アルフォンス君のお願いを聞いて、私は即座に了承した。
無頼の傭兵団とはいえ、特別な血を引く少年の専属商人。
そんな役割に霊峰のふもとまで出かける一介の商人でしかない私がつける機会は今後二度とないはずだ。
この機を逃すはずがない。
「あー、よかった。アルス兄さんにも助言されてたんだよね。商人とは仲良くしとけよって。トリオンおじさんみたいにお金の管理を任せられそうな人が見つかってよかったよ」
「トリオンさんっていうのは商人なの?」
「もともと行商人していたらしいよ。アルス兄さんと知り合って、今は天空王国で財政担当になってるんだ」
「すごいわね。行商人が国の仕事にかかわれるだけでもとんでもない話なのに、王にそこまで信頼されているなんてものすごい人だわ。わかったわ、アルフォンス君。私もその人に負けないくらい、アルフォンス君に信頼してもらえるような相棒になってみせるわ」
「本当? うれしいな。その言葉、期待しているからね、クリスティナさん。じゃ、さっさとここの荷物を回収しちゃおうか。全員、この盗賊拠点にある物をここに集めろ」
行商人を国の中枢に招き入れる。
そんな王が本当にいるのだろうか、と思ってしまう。
けれど、アルフォンス君の横に目を向ければそこにはエルビスさんがいた。
この人ももともとは農民だったと聞いたことがある。
話してくれたのはスーラさんで、本人から聞いたといっていたから間違いないはずだ。
農民出身でも、軍に入り、王の信頼を勝ち得たことで空飛ぶ城を任されるまでに至った。
その話と行商人の話を合わせて考えると、アルスという王様は家柄よりも人を見ているのではないかと思う。
当人に実力があることももちろん重要だろう。
けれど、おそらくはもっと大切な、「裏切らない」という点が気に入られているのではないかと思った。

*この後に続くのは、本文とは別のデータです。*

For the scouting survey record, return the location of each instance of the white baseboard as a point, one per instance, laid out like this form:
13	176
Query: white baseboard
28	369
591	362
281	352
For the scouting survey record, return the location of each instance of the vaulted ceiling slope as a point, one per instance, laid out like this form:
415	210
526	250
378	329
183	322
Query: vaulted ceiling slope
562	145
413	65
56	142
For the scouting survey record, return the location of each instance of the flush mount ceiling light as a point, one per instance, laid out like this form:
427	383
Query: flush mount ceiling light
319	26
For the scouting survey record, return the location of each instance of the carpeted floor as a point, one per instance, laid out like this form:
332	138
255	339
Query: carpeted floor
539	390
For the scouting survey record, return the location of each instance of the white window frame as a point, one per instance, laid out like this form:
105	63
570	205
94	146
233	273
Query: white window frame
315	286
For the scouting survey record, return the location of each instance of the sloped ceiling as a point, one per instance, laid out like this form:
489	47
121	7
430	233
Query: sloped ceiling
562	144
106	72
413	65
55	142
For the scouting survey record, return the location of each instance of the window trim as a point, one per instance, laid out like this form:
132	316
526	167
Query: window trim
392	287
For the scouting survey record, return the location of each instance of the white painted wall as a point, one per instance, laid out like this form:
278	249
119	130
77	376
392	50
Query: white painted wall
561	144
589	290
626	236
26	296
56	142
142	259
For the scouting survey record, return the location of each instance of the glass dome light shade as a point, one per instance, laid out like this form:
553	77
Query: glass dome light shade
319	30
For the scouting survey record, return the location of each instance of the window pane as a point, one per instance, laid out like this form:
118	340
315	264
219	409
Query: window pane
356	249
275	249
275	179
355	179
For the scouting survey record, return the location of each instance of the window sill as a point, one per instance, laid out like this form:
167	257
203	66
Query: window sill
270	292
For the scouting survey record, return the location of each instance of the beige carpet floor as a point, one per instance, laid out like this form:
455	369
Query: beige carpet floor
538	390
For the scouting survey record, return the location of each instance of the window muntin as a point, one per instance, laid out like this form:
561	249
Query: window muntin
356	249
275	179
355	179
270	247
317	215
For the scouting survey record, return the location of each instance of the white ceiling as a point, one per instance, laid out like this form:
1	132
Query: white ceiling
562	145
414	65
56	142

絶対的な忠誠を誓い、王を裏切らないからこそ重役を任されている。
そして、多分それはアルフォンス君も同じではないかと思う。
この子はまだ私を信頼なんてしていないだろう。
なにかあればいつでも切り捨てられる都合のいい相手。
けれど、確かに独自の取引相手もいる私という商人を仲間に引き入れておけば、得になる可能性があると思ってこの話を切り出したに違いない。
こうなったら一世一代の大博打だ。
この傭兵団が今後どうなるかは私にはさっぱりわからない。
ただ、大きくなっていく可能性は十分にある。
この小さな団長さんのように、これからどこまでも大きくなっていきそうな可能性を感じる。
何が何でも彼の信頼を勝ち取って、私もこの傭兵団を大きくするために働く。
きっと、そうすれば今までの人生からは考えられもしなかった未来が待っているはずだ。
盗賊に襲われて命からがら逃げた時以上に私の胸はドキドキと音を立てて鳴っていた。
「私、頑張るから。絶対、アルフォンス君の信頼にこたえてみせるから期待していてね」
これからのことを考えながら、アルフォンス君にそう告げたのだった。